Special Report Google is wriggling desperately to escape new European privacy rules that could force it to take some responsibility for what information it republishes in response to a given search – in particular a search of someone's name.
The European Parliament voted in favour of data protection reforms in March, which the EU's press office proudly proclaimed was "irreversible". But they may not be cemented in place if Google gets its way. The process is still open to amendments – and there's one amendment in particular that the Californian advertising giant would urgently like to add.
This involves removing the right of ordinary citizens to ask for irrelevant data that isn't in the public interest to be deleted from search engines. Google may find its long history of arrogance and disdain in dealing with European authorities a handicap here, no matter the amount of friendly commentary it manages to plant in the Anglophone media regarding the issue.
Last month the European Court of Justice ruled that Google was subject to European data protection laws – and must therefore take account of an individual's fundamental right to "a private life" – expressed in Article 8. The Court carefully explained that this was not some absolute "right to be forgotten", but had to be balanced against the public interest to know. The links to be removed would have to be old and irrelevant, and magnified by the search engine's reputational power into something unfair.
Sources suggest that Google will wait until an independent council of European data protection bods complete a review of the reforms - they met last week - before making its move. This process is called the Article 29 Working Party.
Why does Google care? It's a telling question. The gigantic advertising company can begin bouncing link-removal requests from citizens to the Information Commissioner's Office right away. Then Google can - if it's as serious as it claims to be about preserving its search results - appeal each and every ruling made by the ICO in favour of complainants. The multi-stage legal procedure takes around 18 months. So by around 2017 we could have a decent track record from which to decide whether a tweak to data protection legislation in Europe actually needs to be made.
But Google doesn't want that. It wants to be completely exempt from the law, and it wants to be so as soon as possible. The ads giant has launched a broad-based PR campaign pushing to "change the law", creating a false impression that it's being asked to make difficult decisions in vast numbers (in fact courts ultimately decide, not Google), and that the situation is burdensome for it (when in fact it can bounce all the complaints to the data protection registrar, and wait for the legal system to do all the work).
Google has announced a hand-picked team of five "advisors" with which it would consult on this matter. One of them, Wikipedia co-founder Jimmy Wales (who now lives in the UK), appeared on TV recently to give a highly misleading interpretation of the ECJ ruling - one which flatly contradicted the text handed down by the court. Sadly, he did so without challenge from the BBC host, Andrew Marr, who introduced him as "one of the internet's undisputed legends" and "founder of the era-defining encyclopaedia, Wikipedia".

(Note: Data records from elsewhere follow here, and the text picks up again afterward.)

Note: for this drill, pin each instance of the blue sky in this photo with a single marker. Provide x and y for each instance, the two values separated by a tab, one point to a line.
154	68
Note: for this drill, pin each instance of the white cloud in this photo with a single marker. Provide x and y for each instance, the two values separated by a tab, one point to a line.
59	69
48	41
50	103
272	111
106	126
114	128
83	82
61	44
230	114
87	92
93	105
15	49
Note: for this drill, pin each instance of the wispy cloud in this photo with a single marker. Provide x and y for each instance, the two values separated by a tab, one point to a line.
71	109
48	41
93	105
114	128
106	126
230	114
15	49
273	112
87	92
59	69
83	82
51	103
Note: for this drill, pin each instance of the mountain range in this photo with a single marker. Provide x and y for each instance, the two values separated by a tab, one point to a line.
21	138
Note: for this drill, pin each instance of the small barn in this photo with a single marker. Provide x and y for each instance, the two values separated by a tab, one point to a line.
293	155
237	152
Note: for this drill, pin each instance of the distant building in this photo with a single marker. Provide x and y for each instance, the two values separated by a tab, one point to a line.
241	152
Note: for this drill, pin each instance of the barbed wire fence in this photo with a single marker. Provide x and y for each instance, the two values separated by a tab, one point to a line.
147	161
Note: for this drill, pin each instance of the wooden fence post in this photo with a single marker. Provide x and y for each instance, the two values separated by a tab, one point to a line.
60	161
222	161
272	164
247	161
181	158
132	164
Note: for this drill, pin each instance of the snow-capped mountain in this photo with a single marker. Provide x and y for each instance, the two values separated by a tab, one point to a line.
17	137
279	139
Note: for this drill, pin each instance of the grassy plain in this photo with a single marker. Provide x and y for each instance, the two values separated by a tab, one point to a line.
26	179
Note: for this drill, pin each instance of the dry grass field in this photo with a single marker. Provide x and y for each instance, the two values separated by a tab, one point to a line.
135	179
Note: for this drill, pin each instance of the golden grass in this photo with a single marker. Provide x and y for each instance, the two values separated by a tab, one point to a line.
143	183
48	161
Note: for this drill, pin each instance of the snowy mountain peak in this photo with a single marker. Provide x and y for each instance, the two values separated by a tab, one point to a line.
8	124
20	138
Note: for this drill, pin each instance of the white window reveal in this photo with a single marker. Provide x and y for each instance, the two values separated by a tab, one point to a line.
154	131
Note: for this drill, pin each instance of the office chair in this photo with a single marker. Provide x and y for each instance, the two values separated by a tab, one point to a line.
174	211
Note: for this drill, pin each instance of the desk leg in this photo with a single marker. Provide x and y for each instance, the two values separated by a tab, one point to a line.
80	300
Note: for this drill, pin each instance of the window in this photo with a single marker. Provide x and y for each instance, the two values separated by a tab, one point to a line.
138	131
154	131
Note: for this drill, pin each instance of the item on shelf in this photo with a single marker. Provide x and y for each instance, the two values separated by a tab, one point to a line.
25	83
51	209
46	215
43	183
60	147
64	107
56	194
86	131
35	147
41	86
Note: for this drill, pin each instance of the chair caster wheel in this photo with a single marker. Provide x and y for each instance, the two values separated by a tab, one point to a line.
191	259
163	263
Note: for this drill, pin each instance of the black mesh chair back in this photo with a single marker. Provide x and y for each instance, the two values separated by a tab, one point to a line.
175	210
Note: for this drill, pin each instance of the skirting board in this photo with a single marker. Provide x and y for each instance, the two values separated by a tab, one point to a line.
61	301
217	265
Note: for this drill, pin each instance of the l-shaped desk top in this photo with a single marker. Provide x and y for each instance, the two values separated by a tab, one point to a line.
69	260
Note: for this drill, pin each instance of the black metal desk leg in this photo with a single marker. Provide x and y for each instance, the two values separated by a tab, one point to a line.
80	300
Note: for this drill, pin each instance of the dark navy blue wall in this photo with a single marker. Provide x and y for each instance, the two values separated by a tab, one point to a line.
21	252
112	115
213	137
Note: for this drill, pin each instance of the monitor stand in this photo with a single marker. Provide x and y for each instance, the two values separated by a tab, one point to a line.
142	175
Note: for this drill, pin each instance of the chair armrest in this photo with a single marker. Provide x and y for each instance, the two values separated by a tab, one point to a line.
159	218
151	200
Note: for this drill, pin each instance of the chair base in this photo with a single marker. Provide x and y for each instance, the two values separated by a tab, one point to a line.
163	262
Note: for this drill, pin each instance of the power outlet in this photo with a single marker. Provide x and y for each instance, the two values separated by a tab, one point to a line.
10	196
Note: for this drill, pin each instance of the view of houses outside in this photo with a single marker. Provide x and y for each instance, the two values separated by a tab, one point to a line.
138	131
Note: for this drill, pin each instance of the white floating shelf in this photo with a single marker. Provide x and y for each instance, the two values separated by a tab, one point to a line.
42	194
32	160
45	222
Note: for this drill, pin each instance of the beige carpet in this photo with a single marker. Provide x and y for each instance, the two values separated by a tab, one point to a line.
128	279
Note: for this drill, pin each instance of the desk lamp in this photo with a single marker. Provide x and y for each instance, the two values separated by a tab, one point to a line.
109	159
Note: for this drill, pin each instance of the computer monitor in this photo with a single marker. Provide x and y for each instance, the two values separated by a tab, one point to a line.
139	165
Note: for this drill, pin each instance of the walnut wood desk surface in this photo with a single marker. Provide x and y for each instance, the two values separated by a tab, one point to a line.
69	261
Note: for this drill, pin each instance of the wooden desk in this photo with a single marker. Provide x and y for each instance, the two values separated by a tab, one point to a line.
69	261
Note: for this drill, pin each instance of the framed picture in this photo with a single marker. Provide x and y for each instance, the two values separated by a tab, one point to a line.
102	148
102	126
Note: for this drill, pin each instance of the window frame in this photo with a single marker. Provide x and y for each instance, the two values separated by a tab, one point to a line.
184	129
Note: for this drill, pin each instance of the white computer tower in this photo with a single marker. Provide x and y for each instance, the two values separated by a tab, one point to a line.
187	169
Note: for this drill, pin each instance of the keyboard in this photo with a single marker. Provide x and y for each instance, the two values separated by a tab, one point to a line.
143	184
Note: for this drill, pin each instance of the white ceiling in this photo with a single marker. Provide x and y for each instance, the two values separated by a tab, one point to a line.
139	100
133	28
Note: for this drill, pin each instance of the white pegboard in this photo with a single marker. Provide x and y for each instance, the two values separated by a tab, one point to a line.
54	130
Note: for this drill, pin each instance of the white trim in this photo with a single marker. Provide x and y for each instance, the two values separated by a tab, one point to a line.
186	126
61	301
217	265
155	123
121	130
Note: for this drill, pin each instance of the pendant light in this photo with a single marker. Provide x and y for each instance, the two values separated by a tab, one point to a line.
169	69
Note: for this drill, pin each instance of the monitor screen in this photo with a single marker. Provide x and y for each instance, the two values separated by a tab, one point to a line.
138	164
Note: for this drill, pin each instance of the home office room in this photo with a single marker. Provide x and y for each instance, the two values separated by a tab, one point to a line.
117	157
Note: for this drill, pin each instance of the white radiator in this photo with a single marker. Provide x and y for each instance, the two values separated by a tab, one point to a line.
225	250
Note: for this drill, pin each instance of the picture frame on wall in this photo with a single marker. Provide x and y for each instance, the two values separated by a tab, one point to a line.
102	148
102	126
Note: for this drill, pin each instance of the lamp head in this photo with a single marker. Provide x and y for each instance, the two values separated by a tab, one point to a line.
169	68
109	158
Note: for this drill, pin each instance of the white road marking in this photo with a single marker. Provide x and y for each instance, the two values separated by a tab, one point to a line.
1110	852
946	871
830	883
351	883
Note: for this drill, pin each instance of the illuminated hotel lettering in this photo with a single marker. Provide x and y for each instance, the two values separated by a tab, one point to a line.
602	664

In fact, the CJEU ruling states that the decision will indeed be left to the courts and judges. In plain English, the Court explained:
The Court points out that the data subject may address such a request directly to the operator of the search engine (the controller) which must then duly examine its merits. Where the controller does not grant the request, the data subject may bring the matter before the supervisory authority or the judicial authority so that it carries out the necessary checks and orders the controller to take specific measures accordingly ...
Wales was dissembling when he claims Google is being forced to make ethical interpretations typically made by judges.
Academics are also helping to lobby for Google's desired change in the law. In an interview with us, another of Google's five Advisors on the issue, Professor Luciani Floridi, also called for changes to the law. But he declined to suggest what kind of change that might be.
"To be honest I do not know why Google has taken the steps it has taken to putting that form online and organising that advisory committee," Florini told us. But everything pointed to a legal change.
"Some improvements could be made," Floridi told us. "The current legislation we have is a bit strained."
"I'd really rather not comment."
We now have two of the five advisors Google appointed pressing for a change in the law - and long before 2017, when lawmakers could consider a Europe-wide change in the law on the basis of real evidence.